Once upon a time… hmm… this isn’t a fairy tale. So, it was a dark and stormy night… no… not a mystery either. How about: One hot spring day in Texas the marketing department of a major wireless phone manufacturer converged to do some impromptu linguistic research via the internet. Why you ask? Feel free to ask…
Fifteen minutes earlier, the graphic designer of the marketing department brought me a calendar that included a picture of a young model christened the “swamp thing” by that same graphic designer. I think it was because of her wild hairdo in the photo, but she appealed to me in an earlier release of the poster – before it was a calendar.
Perhaps I should back up a little in this story and give some background on the marketing department. I’ll call the graphic designer Val. That works especially since it is her name. See… this isn’t a fairy tale. Her manager was a young lady named Pam, and Pam’s boss was Cuban born and raised in Miami. Let’s call him Jose. Yes, he was bilingual – English/Spanish to be exact.
Being a business enterprise, the marketing department was tasked with creating a campaign to break into the Mexican cell phone market. The release of the latest version of cell phones included a very successful marketing blitz that used the “swamp thing’s” image on marketing materials. Jose proclaimed his marketing underlings: “Go forth and modify our very successful marketing campaign and gear it towards the Mexican marketplace.” The marketing department went forth and began planning the necessary changes.
Val, the graphic designer, was given the assignment to create a calendar using the already successful “swamp thing” image holding the cell phone. All she had to do to the original print was add the calendar at the bottom… 12 months… 365 days…. simple. Jose gave Val the translation to the English verbiage used on the original campaign poster. Val fit it in nicely into the new design. Remember, Jose speaks and writes Spanish. That is a very useful attribute for the marketing leader when entering a Spanish speaking market.
Jose said: “Val, add a calendar to the bottom.” Val added a calendar to the bottom. She did her research and translated every month from English to Spanish: January to enero, February to febrero, etc. Val’s manager approved the new design. Jose gave final approval. The new poster/calendar was sent to the printer with an order of 10,000 copies.
When the job came back from the printer, Val gave me the very first copy of the poster/calendar. I was quite honored. Thank you. Anyway, I read it and did my own translation. I spent a couple years in Spain on active duty military assignment – not to mention two years of Spanish in high school and six hours, two classes, in college. I scanned down to the calendar and I read: enero, febrero, marzo, abril, … uh… puede, juno…backup. Puede?

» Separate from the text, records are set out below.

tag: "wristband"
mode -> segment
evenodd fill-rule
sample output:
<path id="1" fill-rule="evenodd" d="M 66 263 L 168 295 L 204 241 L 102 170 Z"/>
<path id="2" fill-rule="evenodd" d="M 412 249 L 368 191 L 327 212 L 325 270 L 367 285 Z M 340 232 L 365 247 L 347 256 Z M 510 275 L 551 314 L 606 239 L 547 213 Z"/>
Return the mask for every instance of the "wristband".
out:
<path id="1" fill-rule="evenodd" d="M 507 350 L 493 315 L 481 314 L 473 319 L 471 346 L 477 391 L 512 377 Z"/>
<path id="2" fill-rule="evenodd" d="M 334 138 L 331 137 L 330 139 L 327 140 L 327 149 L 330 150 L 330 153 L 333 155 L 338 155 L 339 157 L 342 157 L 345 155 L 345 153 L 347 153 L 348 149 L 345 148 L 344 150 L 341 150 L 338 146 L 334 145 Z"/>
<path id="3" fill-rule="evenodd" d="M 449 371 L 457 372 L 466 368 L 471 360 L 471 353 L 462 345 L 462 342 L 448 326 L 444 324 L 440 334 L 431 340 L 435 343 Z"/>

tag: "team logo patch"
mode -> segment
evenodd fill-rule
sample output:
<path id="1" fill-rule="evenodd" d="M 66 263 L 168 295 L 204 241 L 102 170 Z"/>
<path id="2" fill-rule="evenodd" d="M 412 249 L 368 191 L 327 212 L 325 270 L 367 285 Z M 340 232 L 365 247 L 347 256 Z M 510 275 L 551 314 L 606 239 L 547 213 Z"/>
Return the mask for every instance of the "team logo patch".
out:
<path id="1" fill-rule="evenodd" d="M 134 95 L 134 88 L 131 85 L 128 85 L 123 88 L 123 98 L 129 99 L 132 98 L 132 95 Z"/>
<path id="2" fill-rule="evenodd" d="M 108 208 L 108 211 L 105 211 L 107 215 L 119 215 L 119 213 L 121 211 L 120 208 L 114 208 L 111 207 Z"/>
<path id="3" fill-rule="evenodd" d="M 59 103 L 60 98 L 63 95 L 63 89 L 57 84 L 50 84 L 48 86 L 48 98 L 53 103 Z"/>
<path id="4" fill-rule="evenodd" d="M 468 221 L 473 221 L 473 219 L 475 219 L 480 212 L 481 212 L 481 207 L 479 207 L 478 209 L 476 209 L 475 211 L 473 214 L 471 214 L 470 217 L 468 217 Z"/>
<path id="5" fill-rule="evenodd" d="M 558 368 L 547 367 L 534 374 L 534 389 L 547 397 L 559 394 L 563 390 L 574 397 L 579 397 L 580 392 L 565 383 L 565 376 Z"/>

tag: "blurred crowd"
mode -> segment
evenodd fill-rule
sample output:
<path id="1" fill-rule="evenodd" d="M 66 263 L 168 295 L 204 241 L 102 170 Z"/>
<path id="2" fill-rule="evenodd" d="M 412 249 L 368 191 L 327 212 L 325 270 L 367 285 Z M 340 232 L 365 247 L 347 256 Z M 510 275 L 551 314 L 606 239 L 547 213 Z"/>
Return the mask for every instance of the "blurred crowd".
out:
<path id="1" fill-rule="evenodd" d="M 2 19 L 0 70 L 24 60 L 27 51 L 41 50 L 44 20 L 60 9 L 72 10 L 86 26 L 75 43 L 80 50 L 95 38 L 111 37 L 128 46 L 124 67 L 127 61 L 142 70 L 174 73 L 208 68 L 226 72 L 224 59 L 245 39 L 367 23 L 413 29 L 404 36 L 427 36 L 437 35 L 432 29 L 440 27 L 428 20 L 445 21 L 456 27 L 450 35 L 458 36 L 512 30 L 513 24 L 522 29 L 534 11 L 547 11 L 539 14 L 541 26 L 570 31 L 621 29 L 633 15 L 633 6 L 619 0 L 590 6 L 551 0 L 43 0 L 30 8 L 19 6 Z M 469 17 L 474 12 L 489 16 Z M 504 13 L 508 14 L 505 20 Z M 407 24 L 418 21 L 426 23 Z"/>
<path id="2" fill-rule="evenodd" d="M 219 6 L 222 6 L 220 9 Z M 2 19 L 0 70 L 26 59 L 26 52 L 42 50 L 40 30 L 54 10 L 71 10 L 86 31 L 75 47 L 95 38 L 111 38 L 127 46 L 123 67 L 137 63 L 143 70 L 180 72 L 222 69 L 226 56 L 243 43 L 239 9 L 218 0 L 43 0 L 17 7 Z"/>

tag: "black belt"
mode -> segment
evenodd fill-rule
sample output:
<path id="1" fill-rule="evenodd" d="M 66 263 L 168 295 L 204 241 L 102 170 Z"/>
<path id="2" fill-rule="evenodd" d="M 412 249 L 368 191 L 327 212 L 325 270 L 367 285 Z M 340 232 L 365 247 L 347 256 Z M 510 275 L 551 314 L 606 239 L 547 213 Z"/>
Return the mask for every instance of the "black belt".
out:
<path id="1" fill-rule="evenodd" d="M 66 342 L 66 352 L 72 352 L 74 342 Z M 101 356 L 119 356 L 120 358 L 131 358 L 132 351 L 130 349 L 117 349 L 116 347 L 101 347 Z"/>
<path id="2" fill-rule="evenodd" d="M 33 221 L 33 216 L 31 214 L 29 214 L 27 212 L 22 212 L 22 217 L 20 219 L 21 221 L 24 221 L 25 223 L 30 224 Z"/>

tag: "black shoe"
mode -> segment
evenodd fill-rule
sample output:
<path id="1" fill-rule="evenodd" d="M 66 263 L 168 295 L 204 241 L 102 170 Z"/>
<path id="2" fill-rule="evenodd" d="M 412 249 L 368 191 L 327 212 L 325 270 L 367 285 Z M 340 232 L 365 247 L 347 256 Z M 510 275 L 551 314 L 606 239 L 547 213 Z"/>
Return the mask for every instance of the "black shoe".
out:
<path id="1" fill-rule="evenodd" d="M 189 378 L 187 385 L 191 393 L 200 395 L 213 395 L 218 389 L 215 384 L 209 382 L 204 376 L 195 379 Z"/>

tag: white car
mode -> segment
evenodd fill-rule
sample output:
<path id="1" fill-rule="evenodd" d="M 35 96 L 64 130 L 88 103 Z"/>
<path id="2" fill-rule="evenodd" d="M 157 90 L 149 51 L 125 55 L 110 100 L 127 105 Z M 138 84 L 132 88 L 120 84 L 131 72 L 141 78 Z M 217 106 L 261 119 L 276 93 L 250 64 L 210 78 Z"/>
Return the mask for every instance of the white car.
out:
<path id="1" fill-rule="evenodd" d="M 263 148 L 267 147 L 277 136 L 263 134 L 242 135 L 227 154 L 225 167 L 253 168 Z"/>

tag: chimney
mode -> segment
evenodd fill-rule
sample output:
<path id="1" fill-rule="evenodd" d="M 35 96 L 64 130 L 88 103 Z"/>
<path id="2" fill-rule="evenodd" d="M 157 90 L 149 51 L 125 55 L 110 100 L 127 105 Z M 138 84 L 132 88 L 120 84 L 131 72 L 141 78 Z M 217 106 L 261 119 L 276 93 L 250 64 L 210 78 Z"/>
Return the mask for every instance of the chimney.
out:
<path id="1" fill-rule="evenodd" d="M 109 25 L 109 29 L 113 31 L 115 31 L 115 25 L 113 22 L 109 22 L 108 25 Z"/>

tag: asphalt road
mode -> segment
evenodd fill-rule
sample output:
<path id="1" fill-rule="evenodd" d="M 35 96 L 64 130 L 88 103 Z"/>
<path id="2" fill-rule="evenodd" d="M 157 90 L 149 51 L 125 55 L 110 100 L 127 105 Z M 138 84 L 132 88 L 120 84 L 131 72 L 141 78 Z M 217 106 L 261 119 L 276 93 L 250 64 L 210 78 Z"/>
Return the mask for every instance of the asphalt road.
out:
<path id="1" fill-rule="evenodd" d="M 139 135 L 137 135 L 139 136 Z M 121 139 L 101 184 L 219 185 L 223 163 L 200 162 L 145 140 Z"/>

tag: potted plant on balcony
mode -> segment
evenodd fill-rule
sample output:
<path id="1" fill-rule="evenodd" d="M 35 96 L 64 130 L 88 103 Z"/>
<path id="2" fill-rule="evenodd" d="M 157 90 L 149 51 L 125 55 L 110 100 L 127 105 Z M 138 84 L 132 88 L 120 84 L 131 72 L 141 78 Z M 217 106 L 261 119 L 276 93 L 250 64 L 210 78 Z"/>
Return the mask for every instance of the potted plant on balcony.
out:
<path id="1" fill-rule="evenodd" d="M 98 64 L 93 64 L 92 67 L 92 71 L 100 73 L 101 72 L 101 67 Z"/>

That didn’t look right. It was one of those moments when you know it just has to be right because it was there in print, but you know it isn’t. Thanks to Al Gore I was able to research the translations to the months of the year on the internet.. just as Val had done. I typed in May and it came up with the Spanish translation “mayo” just as I knew it would.I typed it in again, but for some odd reason the shift key didn’t take and it came back “puede.”Oh…. Now I know what happened. “Puede” is more like “can” than “may,” but it is still a valid translation of the word “may.”It just isn’t the month of May.
I took the bad news to the marketing department and they were hesitant to believe me. After all, the boss is Cuban and he approved the job. They had 10,000 calendars that needed to go out that day and they couldn’t be ALL wrong.I went back to my desk and printed off the translation I found along with the link. When I got back to the marketing department, everyone was huddled around the manager’s computer trying to find the translation. Maybe they didn’t completely think I was blowing smoke this time after all, not that I would ever lead anyone astray with an off the wall comment or joke or some attempt at humor.
This scene of chaos continued for a few minutes and then it happened. It was almost like a blinding flash of light along with a clapping sound…You know that “I coulda had a V-8” forehead slap. The marketing department, unrehearsed and in unison, slapped their foreheads and said, “Oh geez… Cinco de Mayo!”…and that was the birth of the “Cinco de Puede” celebration.
The bottom of the poster that was the calendar section was cut off. The remainder of the poster that included the now famous “swamp thing” model was distributed to the Latin American market.